Monday, May 23, 2011

Let's Say a Few Prayers First;Does Iowa Really Exist?; Imagine; Cain Enters Race, Daniels is Out

"So...Jesus has to work just one day in 2,000 years and he doesn't show up. This is why the Chinese are beating us."--Family Guy.

  • Before I begin, let's not forget the folks in Alabama, Missouri and some of the many other places hit by those tornadoes. Alabama's cleanup will be the greatest rebuilding effort since the Civil War. So they all could use our prayers folks.
  • I don't understand why Iowa is always so important during the campaign season. I'm convinced the state really does not exist. Think about it. Other than every four years, we don't hear anything about that state.
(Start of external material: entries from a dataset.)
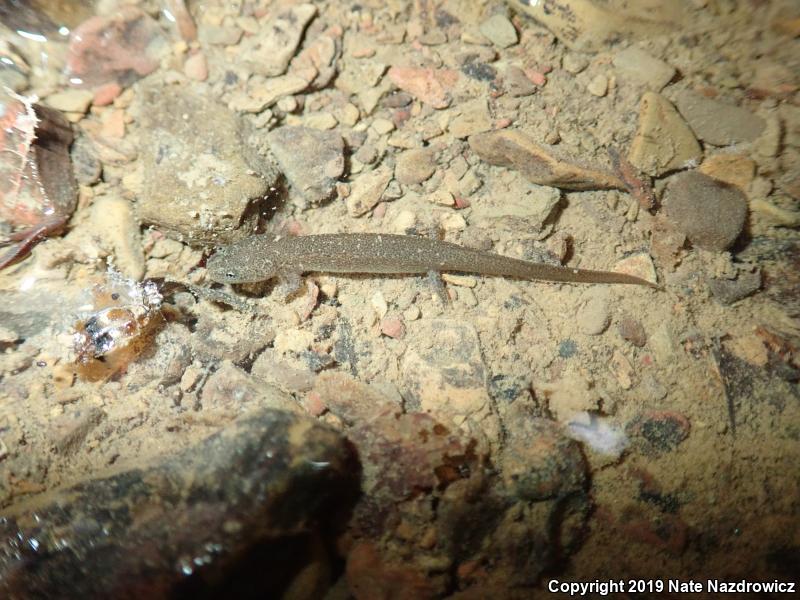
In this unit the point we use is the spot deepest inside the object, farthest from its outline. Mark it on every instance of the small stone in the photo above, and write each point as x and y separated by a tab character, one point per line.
643	68
76	101
594	316
196	67
517	83
639	265
539	164
415	166
269	52
382	126
719	123
574	63
709	212
348	116
631	329
735	169
598	86
500	31
663	141
321	121
473	118
393	327
429	85
729	291
312	160
367	190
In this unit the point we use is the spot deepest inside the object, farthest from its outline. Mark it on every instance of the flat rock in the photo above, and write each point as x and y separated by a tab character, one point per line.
264	479
718	123
367	191
415	166
269	52
199	181
539	163
311	159
639	66
709	212
499	30
663	142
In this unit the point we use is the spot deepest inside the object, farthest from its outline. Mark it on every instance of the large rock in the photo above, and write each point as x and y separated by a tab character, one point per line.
200	178
187	522
312	160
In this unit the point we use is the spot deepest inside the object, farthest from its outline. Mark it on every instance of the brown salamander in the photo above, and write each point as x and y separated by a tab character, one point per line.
262	257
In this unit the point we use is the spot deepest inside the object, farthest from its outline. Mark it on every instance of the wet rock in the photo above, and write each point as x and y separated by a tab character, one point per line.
658	432
367	191
499	30
639	66
429	85
265	481
709	212
444	372
728	291
112	221
415	166
120	47
538	163
631	329
199	181
312	160
594	316
716	122
270	50
539	463
663	141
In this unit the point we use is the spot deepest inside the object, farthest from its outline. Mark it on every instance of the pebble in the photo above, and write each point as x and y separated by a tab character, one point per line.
445	373
432	86
718	123
196	67
574	63
113	222
269	52
641	67
415	166
367	191
474	117
594	316
598	86
539	164
500	31
312	160
76	101
663	141
198	181
710	213
735	169
631	329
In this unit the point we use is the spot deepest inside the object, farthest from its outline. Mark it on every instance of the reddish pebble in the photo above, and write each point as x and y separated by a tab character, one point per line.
196	67
393	327
105	94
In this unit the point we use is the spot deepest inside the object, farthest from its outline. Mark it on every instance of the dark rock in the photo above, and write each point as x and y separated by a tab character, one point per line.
189	524
709	212
312	160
It's like it just appears out of the blue during campaigns. In fact, we hear more about Idaho, and that's only because of the potatoes.
  • Imagine yourself living in Manhattan. Then imagine that all the outer boroughs like the Bronx, Brooklyn, Queens, etc. are fighting and killing each other. Also, let's imagine those boroughs are all about 5-10 times larger than Manhattan. On top of that, they despise Manhattan. In fact, one borough keeps sending rockets and missiles on top of them almost everday. And all of the boroughs don't even want Manhattan to exist anymore. Then imagine the mayor of Detroit coming down to the area and telling Manhattanites they also need to give up 40% of their land to Hoboken, NJ. That'll leave Manhattan with Central Park and the East Side of the city. The entire West Side would belong to Hoboken. So if you lived in Manhattan--how would you feel? Now--simply replace Manhattan with Israel. And now you know how they've felt every single day since 1948.
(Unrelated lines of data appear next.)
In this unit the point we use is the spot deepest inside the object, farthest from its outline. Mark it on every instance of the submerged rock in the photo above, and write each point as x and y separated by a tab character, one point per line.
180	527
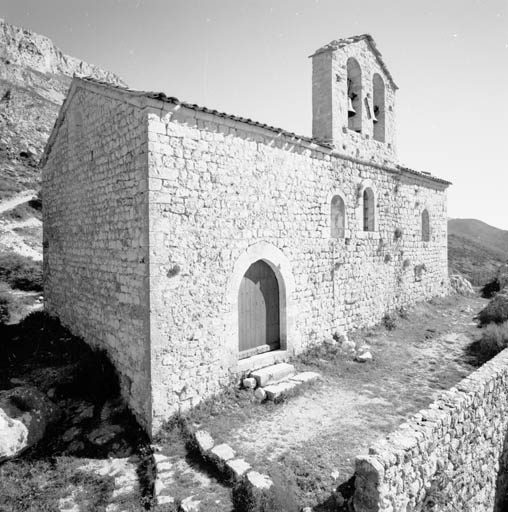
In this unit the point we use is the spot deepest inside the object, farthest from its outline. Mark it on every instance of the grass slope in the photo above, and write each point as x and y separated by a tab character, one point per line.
476	249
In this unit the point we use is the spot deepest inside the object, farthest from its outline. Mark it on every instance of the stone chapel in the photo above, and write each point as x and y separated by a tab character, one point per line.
196	246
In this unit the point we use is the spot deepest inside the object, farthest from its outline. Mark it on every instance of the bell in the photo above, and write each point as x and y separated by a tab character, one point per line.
350	110
376	111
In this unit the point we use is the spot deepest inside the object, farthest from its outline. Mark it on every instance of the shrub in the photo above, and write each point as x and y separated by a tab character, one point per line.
4	308
495	311
490	289
494	339
21	272
389	322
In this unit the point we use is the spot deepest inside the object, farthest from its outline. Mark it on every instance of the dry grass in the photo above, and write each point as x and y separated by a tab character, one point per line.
494	339
496	310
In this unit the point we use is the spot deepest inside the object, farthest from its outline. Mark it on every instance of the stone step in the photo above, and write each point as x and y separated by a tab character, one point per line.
276	391
273	374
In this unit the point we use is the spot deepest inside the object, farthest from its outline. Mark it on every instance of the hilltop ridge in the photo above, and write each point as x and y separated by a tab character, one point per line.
476	249
34	78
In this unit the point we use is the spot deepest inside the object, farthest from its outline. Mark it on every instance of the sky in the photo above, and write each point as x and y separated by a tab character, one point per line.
250	58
  • There are about 22 Arab/Muslim countries. Why can't they give some land to the Palestinians so they can have their own country?
  • A cartoon that appeared in a local paper this week regarding Arnold. It shows Maria leaving the bedroom, carrying her bags. Arnold is in bed with that other woman, and she's not exactly a hottie. He has this goofy look on his face. The bubble above Maria's head says, "Better get a lawyer Arnold...and an optometrist."
  • Herman Cain, a black Republican, finally took the plunge. He entered the race this weekend. There is one good feature about his entering--it might put a fork into the race card. He also came out of the blocks running. Regarding the Palestinians, he said he's not convinced they want a peace deal.  Therefore, he would offer them NOTHING. I like this guy already.
  • And Mitch Daniels takes a pass. So what does this mean for Republicans? Some way the pressure might be on for Chris Christie or Paul Ryan to enter the race now.
  • The backlog in Immigration Court is now almost a mind boggling 280,000 cases (U.S. Justice Department).
  • After Chris "Tingles" Mathews said it was truly pathetic that Roger Ailes, Fox CEO, put Sarah Palin on TV, Ailes fired back by saying, "...it was truly pathetic that I was the one who gave Chris Mathews his start on television." (Newsbusters). By the way, why aren't knuckleheads like Mathews hammered for their conspicuous sexism anyway?
  • Don't know about you folks, but I'm sick of hearing about Oprah.
  • NJ's news outlets are reporting that Pres. Obama's investigative teams are in New Jersey trying to find dirt on Chris Christie.
  • Headline in The Onion today: "Neurologists Implore Professional Athletes To Wait Until They Are Dead To Send In Brains For Research."